Particularly for incentive stock options, which may qualify for more favorable tax treatment, there's a benefit to starting the clock on your holding period to qualify for more favorable long-term capital gains rates. However, the downside is that if you exercise early, before the blackout period, your hands are tied if the IPO is delayed or the stock price plummets when it hits the market. Although less common following the recent changes to the tax code, exercising and holding ISOs through the end of the year could trigger the alternative minimum tax (AMT) which may negate the future tax benefits of the early exercise strategy.

If You Quit Before the Lockup Ends

For individuals who plan to leave the company in advance of an anticipated initial public offering or during the lockup period, make sure to read your stock option agreements as you may lose any unvested and/or unexercised shares. If you have incentive stock options, you will generally be able to exercise your shares up to 90 days after your final day with your previous employer. Non-qualified stock options may be more flexible, although you'll need to review the terms as outlined in your company's equity plan. In either scenario, consider how the timing of the blackout period may impact your ability to exercise your stock options within the predefined window for former employees.

Any time you exercise stock options at a privately held company or in advance of a blackout period there are risks. As we'll discuss further, if you don't plan to hold the shares for a full year, there may be little benefit to exercising stock options before the IPO. 

Pre-IPO Planning for Restricted Stock Units (RSUs) and Restricted Stock Awards (RSAs)

What should you do with your stock options after the company goes public?

For employees with RSUs and RSAs, the situation is exceedingly simple. Restricted stock units and awards will continue to vest according to the stated vesting schedule during the lockup period. Unless your company is being acquired or merging with another firm, there are no decisions you'll need to make regarding your equity compensation. 

You'll need to wait to sell any existing vested shares and new shares that vest during the blackout period until the restrictions are lifted, usually in six months. 

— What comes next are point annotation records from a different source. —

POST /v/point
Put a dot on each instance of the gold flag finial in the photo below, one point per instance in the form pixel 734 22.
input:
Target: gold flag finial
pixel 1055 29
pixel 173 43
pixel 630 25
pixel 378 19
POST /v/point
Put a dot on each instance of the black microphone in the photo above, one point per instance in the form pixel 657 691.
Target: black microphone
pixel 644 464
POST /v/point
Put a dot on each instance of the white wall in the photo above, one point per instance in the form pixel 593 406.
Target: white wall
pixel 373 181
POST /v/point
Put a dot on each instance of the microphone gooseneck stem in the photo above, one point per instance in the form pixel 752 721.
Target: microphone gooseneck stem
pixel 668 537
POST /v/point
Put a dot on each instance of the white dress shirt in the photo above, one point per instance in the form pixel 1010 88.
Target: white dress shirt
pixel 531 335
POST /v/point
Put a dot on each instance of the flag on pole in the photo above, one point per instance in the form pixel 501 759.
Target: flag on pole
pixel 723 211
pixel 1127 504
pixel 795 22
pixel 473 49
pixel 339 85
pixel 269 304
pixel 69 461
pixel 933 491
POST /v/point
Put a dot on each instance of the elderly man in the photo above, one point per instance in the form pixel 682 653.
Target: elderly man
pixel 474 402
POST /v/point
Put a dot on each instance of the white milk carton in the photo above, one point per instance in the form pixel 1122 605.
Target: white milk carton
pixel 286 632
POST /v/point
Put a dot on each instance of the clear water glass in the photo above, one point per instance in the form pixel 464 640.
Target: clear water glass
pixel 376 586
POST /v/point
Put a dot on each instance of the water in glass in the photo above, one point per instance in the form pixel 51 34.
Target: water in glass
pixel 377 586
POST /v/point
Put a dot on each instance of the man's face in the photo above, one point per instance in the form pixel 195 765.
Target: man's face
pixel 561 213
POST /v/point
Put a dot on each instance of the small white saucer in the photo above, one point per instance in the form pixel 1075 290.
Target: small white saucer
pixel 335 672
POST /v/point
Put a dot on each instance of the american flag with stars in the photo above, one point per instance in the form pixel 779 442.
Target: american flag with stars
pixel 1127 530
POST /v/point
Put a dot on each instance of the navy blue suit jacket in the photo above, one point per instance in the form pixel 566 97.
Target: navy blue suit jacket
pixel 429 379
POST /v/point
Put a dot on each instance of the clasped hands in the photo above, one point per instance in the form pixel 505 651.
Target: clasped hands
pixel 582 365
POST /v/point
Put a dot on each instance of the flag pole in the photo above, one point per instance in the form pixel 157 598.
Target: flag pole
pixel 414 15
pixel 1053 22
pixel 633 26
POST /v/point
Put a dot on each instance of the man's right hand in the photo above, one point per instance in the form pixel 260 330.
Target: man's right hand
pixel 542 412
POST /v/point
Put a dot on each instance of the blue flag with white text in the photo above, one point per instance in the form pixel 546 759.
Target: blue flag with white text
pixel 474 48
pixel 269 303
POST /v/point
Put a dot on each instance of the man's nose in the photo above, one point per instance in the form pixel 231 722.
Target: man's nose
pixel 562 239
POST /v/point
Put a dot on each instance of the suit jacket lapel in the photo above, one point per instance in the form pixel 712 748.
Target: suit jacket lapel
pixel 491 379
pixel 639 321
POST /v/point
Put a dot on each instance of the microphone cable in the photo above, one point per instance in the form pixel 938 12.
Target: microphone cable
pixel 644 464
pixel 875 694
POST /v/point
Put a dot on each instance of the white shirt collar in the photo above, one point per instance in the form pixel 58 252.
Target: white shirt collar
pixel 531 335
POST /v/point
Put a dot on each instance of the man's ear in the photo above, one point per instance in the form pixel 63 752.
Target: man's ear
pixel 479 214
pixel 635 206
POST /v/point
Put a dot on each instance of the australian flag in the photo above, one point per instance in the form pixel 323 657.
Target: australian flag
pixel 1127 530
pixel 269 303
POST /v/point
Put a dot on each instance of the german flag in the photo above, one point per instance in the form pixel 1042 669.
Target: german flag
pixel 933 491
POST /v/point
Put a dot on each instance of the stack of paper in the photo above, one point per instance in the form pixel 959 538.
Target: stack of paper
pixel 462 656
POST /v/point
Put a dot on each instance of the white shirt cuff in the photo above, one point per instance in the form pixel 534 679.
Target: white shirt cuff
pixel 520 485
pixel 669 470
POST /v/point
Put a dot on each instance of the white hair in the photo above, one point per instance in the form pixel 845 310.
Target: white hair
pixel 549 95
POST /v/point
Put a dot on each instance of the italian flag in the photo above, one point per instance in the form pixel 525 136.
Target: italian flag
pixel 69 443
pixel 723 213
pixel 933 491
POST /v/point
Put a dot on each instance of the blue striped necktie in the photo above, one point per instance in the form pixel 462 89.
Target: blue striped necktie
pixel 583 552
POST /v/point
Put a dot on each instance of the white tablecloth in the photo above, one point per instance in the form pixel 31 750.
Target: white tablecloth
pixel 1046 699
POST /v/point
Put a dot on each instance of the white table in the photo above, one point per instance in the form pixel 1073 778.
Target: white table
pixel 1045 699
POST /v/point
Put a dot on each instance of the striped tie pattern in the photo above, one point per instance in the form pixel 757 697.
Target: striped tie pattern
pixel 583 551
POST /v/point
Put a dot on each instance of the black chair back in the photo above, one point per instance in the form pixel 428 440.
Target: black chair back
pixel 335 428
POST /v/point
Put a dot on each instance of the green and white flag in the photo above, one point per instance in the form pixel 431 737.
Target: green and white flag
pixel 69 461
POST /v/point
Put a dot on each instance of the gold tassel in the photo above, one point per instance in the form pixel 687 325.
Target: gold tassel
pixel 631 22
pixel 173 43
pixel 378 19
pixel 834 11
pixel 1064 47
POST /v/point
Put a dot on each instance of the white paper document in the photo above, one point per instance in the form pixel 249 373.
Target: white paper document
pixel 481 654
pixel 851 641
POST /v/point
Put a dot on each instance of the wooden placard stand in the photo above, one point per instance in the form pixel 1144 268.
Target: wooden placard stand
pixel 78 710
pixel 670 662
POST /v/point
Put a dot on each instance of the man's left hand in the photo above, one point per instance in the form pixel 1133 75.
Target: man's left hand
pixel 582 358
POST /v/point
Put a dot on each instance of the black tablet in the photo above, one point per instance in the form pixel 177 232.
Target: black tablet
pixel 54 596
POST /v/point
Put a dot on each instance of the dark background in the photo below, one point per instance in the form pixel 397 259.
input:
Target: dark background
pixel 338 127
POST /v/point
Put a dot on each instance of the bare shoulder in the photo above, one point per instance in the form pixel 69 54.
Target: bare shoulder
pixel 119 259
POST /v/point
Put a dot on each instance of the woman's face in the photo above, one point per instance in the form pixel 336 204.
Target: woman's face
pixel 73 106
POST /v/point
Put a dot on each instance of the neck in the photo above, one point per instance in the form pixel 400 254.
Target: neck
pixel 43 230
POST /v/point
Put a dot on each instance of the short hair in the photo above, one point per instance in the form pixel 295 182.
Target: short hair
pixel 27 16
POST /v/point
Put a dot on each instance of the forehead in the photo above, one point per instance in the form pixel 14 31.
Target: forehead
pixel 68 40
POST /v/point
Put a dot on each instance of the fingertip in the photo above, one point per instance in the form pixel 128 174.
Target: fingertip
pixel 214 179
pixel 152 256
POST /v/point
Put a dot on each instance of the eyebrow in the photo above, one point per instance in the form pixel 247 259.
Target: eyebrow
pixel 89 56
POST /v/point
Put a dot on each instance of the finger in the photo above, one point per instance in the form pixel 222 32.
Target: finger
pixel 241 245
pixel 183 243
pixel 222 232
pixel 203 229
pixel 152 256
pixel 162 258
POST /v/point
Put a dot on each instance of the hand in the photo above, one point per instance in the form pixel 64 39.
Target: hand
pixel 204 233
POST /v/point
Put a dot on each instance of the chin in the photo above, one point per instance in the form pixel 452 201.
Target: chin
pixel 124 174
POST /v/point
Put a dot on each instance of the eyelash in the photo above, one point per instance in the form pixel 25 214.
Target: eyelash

Sell or Keep Stock After Your Employer Goes Public?

Many employees with stock at private companies have a very significant amount of their net worth bottled up in company stock. Until the stock is sold and the value actually realized, there's a risk that your wealth expectations may never materialize.   

If you're feeling very bullish about the prospects of the company, try to remain as objective as possible about your employer. The stock of any one company is risky compared to a highly diversified mutual fund or ETF that allows investors access to a basket of thousands of companies all at once. The risk of loss is elevated when you're too heavily invested in your employer's stock, as you already rely on the success of the business to pay your salary and benefits.

IPOs Have Underperformed In the Short Term 

Professor Jay R. Ritter at the University of Florida has done extensive research on the IPO market. He found that between 1980 and 2016, IPOs have underperformed other companies of the same size an average of -4.4% after the first year and -8% after the second year. After five years, IPO performance dragged relative to their established counterparts by -3.2% on average. 

Although employees with very low strike prices relative to the fair market value of the stock will fare better than individuals buying the stock at full price on the open market, it may still not be advantageous to hold the stock if it could be sold and put into diversified investments with less risk and a higher expected return. That's investing 101!

Developing a Strategy for Stock Options or Awards After the Blackout 

As you wait for the lockup period to end, you'll need to consider the best course of action once you're able to finally sell your stock. Developing a plan for your shares and potential proceeds should involve the following steps:

  1. Take an in-depth look at your entire financial situation. Gather information about your loans, assets, goals and timeframes, current saving and investment strategy, and so forth to identify potential cash needs, unfunded or underfunded goals, and room for investment opportunities. 
  2. Create an Excel file with your vesting schedule to create different scenarios with varying stock prices and proceeds. By having this information in a spreadsheet, you can easily make updates as the stock price fluctuates.
  3. Consider how your plan may change under various price thresholds and if you haven't already, discuss the tax implications with your CPA.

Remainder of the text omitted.